828 N.E.2d at 1102. Rather, the better approach is to require insurers to make provision in their insurance policies for the not-infrequent circumstance of settling uncovered claims. The Massachusetts Supreme Court, in addressing the identical issue presented in Frank’s Casing, in part relied on the absence of such a contractual provision in rejecting the right of reimbursement – and cited a nearly 60+ years’ old case where such language was used. Goldberg, 680 N.E.2d at 1128, citing Service Mut. Liab. Ins. Co. v. Aronofsky, 308 Mass. 249, 251, 31 N.E.2d 837 (1941).

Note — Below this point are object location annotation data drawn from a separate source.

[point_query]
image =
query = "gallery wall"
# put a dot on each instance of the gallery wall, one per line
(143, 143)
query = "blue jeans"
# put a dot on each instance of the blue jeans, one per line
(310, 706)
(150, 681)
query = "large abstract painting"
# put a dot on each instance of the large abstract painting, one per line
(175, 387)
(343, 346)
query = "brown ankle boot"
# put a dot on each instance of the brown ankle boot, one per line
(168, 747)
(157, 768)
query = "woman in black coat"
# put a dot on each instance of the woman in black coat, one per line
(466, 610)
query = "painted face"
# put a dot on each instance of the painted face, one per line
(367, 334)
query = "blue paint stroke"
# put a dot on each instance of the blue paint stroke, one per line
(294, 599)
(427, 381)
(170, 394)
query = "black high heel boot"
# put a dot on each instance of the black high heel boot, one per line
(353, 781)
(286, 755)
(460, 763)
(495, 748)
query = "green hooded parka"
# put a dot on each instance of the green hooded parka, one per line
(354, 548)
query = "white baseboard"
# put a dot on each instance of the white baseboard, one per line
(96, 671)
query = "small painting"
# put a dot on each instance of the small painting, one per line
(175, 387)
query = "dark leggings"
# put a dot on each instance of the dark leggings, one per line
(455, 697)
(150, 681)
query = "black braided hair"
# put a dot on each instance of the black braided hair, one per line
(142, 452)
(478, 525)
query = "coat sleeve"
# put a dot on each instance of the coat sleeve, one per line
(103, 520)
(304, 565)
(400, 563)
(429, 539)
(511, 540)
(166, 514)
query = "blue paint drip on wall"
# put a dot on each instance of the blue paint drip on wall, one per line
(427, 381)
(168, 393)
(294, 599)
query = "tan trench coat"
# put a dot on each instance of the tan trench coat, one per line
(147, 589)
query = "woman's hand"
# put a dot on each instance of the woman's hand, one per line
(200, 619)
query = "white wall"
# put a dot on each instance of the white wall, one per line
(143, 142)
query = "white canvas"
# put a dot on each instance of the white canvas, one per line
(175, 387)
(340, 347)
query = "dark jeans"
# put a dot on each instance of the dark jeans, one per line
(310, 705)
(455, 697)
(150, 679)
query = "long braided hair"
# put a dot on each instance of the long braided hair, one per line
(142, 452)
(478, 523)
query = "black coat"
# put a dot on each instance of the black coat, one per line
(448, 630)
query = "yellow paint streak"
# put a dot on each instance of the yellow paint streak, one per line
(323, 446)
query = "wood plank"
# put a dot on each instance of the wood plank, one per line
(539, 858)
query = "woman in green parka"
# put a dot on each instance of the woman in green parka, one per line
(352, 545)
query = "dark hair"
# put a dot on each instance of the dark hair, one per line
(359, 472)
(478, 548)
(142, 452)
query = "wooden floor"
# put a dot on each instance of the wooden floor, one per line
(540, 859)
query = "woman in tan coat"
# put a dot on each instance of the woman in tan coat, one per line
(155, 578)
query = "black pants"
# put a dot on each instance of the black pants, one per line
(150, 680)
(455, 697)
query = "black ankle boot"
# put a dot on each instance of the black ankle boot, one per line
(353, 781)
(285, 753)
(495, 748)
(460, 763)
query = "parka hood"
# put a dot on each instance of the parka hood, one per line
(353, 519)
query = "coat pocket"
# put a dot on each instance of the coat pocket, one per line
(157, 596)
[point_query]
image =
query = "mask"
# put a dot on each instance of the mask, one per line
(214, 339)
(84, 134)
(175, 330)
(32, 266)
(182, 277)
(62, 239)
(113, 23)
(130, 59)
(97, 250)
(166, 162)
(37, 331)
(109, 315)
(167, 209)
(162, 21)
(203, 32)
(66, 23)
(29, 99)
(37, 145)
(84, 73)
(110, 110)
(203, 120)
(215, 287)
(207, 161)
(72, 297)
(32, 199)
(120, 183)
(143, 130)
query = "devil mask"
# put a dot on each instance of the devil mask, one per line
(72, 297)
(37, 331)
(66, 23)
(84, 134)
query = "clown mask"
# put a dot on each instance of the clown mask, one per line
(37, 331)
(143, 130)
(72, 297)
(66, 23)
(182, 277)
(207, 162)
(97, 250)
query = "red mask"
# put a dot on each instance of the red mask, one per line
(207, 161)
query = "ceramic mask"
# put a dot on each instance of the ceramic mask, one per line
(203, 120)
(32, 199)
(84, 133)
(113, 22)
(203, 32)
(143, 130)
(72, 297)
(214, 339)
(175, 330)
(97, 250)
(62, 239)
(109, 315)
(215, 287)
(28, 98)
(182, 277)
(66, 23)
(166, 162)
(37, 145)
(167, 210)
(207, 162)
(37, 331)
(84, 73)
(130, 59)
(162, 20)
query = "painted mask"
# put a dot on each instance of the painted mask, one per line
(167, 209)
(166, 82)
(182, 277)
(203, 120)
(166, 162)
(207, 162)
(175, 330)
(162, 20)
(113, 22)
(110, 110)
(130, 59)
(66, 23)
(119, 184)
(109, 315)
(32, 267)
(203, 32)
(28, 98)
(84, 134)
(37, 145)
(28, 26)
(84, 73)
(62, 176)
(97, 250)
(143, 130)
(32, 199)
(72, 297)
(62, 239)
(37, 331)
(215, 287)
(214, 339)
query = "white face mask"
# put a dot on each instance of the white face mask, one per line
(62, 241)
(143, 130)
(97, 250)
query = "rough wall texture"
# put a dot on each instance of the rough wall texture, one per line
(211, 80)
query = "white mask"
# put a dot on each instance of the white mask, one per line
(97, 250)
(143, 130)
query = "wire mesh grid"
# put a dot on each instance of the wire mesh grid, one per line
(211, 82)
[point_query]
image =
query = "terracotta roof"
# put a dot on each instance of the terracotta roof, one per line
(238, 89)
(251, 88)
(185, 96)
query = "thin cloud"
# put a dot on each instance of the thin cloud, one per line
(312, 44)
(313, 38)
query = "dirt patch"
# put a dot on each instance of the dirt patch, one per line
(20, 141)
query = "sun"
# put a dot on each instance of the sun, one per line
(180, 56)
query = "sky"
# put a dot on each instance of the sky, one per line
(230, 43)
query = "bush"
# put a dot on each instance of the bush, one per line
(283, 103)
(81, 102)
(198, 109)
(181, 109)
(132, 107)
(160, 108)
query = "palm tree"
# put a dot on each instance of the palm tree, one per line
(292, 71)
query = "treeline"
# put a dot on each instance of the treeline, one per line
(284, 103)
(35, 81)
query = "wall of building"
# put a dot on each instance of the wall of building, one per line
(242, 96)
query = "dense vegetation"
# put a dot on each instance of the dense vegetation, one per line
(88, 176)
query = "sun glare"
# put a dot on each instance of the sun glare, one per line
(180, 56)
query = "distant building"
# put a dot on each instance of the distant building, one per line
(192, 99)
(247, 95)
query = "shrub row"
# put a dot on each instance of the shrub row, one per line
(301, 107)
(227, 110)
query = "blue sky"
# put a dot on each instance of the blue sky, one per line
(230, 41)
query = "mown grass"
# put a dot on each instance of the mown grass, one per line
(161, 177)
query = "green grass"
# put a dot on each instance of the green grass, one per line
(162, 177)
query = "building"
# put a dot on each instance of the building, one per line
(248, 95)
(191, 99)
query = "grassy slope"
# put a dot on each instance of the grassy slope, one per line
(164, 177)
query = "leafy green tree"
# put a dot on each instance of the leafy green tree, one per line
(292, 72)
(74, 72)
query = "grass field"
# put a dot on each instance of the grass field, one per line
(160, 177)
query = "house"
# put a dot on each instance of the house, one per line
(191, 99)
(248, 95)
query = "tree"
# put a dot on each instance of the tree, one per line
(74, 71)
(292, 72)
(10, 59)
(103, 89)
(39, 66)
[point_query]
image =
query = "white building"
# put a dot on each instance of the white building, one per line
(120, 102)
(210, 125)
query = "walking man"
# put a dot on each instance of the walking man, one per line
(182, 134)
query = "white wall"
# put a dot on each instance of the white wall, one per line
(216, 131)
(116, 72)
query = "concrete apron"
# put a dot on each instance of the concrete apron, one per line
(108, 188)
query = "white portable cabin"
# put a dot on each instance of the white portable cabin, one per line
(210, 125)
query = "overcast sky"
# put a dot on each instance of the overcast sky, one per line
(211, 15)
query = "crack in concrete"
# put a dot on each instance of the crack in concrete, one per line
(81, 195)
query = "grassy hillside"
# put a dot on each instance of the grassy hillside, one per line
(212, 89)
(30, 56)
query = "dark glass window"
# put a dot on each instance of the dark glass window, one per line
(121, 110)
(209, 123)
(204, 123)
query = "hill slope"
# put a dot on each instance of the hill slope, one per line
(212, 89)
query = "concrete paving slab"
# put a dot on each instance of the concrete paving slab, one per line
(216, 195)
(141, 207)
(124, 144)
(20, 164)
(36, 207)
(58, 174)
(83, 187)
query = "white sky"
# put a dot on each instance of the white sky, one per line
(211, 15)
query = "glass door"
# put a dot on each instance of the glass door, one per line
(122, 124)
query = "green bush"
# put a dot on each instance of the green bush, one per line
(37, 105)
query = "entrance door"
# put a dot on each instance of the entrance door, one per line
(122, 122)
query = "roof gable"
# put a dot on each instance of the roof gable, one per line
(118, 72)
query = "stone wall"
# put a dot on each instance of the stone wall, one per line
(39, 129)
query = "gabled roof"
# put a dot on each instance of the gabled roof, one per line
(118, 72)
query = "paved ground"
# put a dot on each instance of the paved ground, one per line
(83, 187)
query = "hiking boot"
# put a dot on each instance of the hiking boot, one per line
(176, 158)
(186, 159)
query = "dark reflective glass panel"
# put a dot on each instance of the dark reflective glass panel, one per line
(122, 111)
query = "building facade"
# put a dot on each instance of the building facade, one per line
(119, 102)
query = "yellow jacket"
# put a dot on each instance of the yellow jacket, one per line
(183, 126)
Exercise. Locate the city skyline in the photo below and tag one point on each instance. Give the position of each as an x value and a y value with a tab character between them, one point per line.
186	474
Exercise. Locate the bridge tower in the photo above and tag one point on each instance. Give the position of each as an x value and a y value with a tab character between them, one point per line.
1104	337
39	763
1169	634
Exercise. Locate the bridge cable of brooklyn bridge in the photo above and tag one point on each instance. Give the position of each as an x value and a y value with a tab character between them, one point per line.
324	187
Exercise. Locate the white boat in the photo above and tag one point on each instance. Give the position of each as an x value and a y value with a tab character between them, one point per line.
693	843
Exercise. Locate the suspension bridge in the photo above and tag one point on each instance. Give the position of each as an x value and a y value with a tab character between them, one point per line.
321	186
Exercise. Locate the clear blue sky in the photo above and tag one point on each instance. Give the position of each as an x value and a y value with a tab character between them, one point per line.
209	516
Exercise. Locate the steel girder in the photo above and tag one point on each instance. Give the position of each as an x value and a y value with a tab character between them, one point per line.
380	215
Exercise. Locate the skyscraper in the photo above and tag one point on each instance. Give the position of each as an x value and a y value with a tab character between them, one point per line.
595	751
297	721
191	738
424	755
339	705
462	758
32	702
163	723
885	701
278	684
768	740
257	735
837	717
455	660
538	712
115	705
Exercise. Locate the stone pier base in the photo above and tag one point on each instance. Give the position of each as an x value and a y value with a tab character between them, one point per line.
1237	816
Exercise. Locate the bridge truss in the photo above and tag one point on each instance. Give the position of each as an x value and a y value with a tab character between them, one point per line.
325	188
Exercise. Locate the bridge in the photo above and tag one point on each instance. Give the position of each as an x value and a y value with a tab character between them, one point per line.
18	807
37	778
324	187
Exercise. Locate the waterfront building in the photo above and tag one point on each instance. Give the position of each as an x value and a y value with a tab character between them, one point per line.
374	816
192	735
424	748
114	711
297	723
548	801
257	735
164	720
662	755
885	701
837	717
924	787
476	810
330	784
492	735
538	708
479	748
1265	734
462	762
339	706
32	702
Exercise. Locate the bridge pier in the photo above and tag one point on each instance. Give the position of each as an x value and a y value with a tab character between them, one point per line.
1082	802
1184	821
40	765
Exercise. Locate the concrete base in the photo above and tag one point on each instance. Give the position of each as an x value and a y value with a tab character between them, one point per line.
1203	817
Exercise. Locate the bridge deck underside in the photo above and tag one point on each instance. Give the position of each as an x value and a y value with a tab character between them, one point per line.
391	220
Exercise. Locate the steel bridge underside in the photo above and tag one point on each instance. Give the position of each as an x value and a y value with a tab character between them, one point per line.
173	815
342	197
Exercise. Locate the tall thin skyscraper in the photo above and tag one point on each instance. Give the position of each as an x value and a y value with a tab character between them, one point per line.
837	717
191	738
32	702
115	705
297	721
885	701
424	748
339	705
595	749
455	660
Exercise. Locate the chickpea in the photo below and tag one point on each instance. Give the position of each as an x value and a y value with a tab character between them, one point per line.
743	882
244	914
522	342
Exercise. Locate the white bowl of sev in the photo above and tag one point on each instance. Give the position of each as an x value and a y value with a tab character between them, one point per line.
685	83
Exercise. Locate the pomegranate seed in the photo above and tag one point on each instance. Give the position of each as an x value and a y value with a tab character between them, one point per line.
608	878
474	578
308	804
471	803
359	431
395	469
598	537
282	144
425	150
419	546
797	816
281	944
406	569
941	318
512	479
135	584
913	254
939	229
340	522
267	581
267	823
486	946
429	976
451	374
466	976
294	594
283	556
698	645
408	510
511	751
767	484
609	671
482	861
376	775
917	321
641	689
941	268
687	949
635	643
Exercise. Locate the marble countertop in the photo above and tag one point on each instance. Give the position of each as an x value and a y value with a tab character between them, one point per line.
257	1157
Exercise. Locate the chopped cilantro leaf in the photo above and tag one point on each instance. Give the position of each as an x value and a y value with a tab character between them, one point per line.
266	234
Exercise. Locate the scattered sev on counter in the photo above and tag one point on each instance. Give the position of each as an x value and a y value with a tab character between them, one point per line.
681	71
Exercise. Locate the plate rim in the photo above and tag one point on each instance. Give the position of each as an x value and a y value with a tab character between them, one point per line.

At least in Texas, one can expect insurers now routinely to state in the reservation-of-rights letter that they reserve the right to reimbursement; given there is no downside for the carrier in doing this, insureds should expect to be greeted with reimbursement language whenever a claim is submitted if there is any possibility of no coverage, in whole or in part. See generally Northern County Mut. Ins. Co. v. Davalos, 140 S.W.3d 685 (Tex. 2004) (discussing need for independent counsel for insureds). Rather than to deal with these issues at the point of claim, however, insurers should be required to (i) adopt policy language subject to insurance commissioner approval or (ii) enter into separate, valid (interest-free) “loan” arrangements with their insureds at the point of claim where they advance funds subject to reimbursement. This would make clear to all involved what the rules of the road will be. But a splintering of decisions and rationales as displayed by the Texas Supreme Court in Frank’s Casing – resulting in four separate opinions totaling 47 pages – hardly contributes to legal certainty, especially in an area of contract law where parties are searching for certainty, risk transfer, and peace of mind.